LA HERMOSURA DE SUS HECHOS

“Los fusilamientos del treinta tendrían su eco agrandado en la segunda de Lanús, año 56. La picana eléctrica cumpliría su primer cuarto de siglo en la comisaría primera. Las bombas anarquistas serían puntualmente repetidas por los improvisados “caños” del peronismo”, recuerda Walsh como un racconto de la resistencia de los sectores populares contra las respuestas del poder represivo de siempre, con las calles como escenario. La sublevación del 17 de octubre, aún con todos los intentos por obstaculizarla, obligó que se libere a Perón y que se llame a elecciones, como el 29 de mayo de 1969, el día del Cordobazo —con aquellas mismas bombas desde la militancia, con Máximo Mena como víctima—, llevó al dictador Juan Carlos Onganía a renunciar. Los piquetes curtidos en los ’90 acabaron con el gobierno radical en 2001 y, como en una continuación, el 26 de junio siguiente se empujó hacia la salida de Duhalde, marcando además un quiebre histórico para que la lucha popular sea escuchada de otra forma por el Estado en los años venideros.

«Para los diarios, para la policía, para los jueces, esta gente no tiene historia, tiene prontuario; no los conocen los escritores ni los poetas; la justicia y el honor que se les debe no cabe en estas líneas”, dice Walsh de la militancia rebelde de los ’60. «No hay lugar en nuestra Argentina para los violentos», responde el jefe de los policías en referencia a la militancia de 2002. Contra “la violencia de los gremios docentes” se planta la gobernadora bonaerense este año. “Son paros políticos”, repite como repetían los voceros de principios de siglo acusando a las marchas de ser políticas. Un tiempo antes, como gobernador, Ruckauf propuso matar a los delincuentes. Así, textual: “Hay que matar a los delincuentes”. Hoy lo dice el presidente Macri cuando pide libertad para el hombre que atropelló contra un poste —y mató— al pibe que le robó en la carnicería.
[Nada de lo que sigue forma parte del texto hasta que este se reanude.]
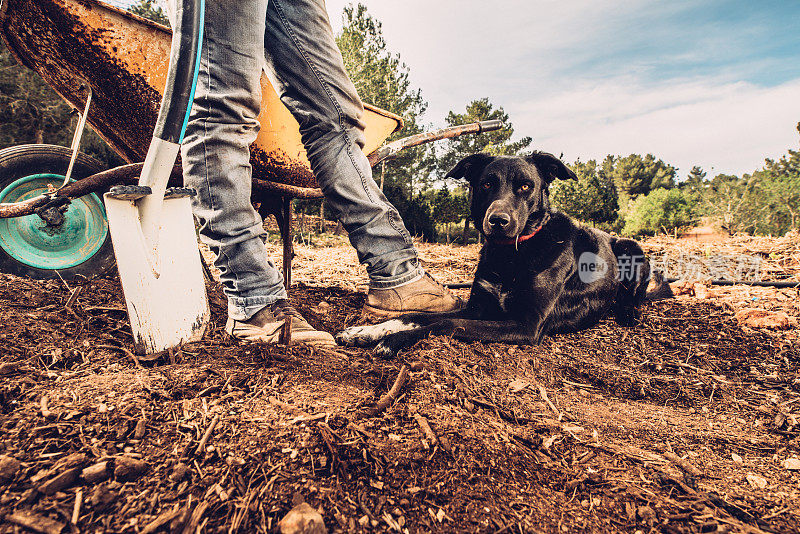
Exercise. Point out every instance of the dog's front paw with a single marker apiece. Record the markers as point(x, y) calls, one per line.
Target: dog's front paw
point(365, 336)
point(384, 350)
point(393, 343)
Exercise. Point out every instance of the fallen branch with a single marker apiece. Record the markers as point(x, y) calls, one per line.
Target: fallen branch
point(204, 440)
point(391, 395)
point(194, 520)
point(44, 404)
point(161, 520)
point(37, 523)
point(430, 434)
point(128, 353)
point(76, 509)
point(546, 399)
point(683, 464)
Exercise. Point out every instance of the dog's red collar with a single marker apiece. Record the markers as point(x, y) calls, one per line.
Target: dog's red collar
point(517, 240)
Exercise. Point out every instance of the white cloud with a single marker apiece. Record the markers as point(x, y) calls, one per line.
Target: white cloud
point(727, 127)
point(528, 57)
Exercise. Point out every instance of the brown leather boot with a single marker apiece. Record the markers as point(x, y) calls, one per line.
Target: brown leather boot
point(266, 325)
point(425, 295)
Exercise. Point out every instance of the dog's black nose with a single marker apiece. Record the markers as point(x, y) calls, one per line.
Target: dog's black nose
point(499, 219)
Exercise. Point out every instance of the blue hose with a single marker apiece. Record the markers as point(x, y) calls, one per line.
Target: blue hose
point(184, 66)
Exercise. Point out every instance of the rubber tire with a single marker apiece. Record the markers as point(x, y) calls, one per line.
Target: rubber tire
point(24, 160)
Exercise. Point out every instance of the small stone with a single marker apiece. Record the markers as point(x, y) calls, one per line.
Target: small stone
point(646, 513)
point(756, 481)
point(179, 472)
point(62, 481)
point(96, 473)
point(303, 519)
point(792, 464)
point(102, 497)
point(128, 469)
point(141, 427)
point(9, 466)
point(758, 318)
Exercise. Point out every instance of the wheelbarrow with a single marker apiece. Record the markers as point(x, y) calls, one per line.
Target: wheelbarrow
point(111, 66)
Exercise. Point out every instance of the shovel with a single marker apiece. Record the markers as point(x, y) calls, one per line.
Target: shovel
point(152, 228)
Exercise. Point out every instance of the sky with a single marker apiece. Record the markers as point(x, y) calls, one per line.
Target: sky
point(712, 83)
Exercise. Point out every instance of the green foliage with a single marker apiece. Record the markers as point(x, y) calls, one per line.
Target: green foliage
point(592, 198)
point(498, 142)
point(778, 185)
point(32, 112)
point(635, 175)
point(661, 209)
point(149, 9)
point(416, 212)
point(450, 207)
point(382, 80)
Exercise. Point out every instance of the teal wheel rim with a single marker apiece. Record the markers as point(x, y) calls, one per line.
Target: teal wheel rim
point(31, 242)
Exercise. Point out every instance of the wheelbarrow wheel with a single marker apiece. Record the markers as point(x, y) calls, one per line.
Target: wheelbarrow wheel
point(77, 247)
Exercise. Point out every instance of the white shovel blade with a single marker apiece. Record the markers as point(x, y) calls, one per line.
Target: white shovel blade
point(169, 307)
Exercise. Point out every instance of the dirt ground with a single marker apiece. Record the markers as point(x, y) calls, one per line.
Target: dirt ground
point(686, 423)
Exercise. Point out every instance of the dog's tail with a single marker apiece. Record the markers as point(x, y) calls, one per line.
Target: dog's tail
point(661, 289)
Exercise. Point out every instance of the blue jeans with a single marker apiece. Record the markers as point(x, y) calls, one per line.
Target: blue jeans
point(305, 67)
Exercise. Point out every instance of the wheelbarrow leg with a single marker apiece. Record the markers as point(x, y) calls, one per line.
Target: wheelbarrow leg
point(288, 254)
point(286, 237)
point(281, 209)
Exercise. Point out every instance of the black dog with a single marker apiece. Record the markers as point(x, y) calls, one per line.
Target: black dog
point(539, 271)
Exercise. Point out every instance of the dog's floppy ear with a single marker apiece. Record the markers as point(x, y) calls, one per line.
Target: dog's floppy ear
point(550, 167)
point(470, 167)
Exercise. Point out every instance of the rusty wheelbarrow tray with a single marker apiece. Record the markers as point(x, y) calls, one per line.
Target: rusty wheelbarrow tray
point(86, 47)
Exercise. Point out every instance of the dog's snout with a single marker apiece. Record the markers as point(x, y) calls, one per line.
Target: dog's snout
point(499, 219)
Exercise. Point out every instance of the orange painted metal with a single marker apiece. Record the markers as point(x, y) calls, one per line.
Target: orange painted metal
point(73, 44)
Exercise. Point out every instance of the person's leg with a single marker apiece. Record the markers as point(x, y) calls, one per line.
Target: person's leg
point(306, 68)
point(216, 163)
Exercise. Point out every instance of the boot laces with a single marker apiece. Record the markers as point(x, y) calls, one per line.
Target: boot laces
point(282, 309)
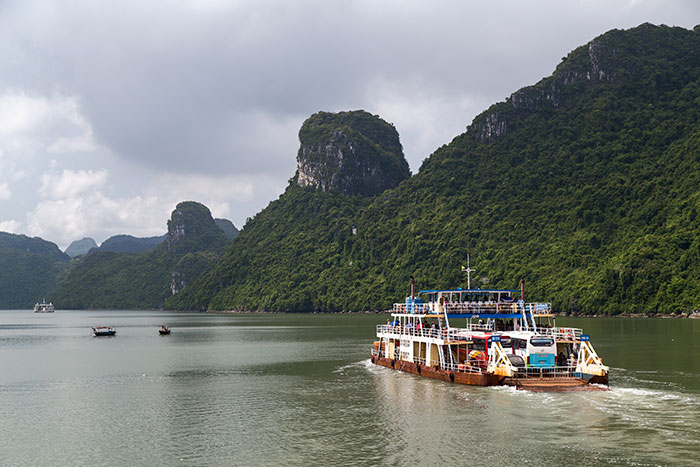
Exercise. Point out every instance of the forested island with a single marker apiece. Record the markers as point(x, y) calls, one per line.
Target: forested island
point(585, 184)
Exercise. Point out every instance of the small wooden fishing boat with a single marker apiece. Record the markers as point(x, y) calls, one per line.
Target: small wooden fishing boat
point(43, 307)
point(99, 331)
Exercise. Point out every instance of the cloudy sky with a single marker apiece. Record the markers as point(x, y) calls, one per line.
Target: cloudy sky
point(113, 112)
Se aplauden los linchamientos por el robo de un celular, se reclama —como en loop en medio de la “inseguridad”— bajar la edad de punibilidad, cuando las estadísticas muestran aumentos de la mortalidad infantil, de la deuda externa, del desempleo, de la pobreza. El mismo clima de hace cincuenta, treinta o quince años. Fue, es y será el poder en contra de la demanda social, de los agredidos de siempre, de los excluidos sistémicos.

El detonante de las luchas es la injusticia que se escucha en las palabras que otra vez se vuelven cotidianas: hambre, pobreza, miseria, desempleo, deuda, crisis. Los muertos como los desaparecidos lejos de disciplinar en el silencio y el olvido, fortalecen la disputa de la memoria, poniendo nombres a las organizaciones, cargando el calendario y las calles con movilizaciones, actividades, homenajes. Así se protege, parafraseando una vez más a Walsh, la experiencia colectiva que no se pierde, las lecciones que no se olvidan. “Algún día sin embargo resplandecerá la hermosura de sus hechos, y la de tantos otros, ignorados, perseguidos y rebeldes hasta el fin», concluye. La memoria y la esperanza, al fin y al cabo, debe ser lo último que se pierde cuando de reclamar lo justo se trata.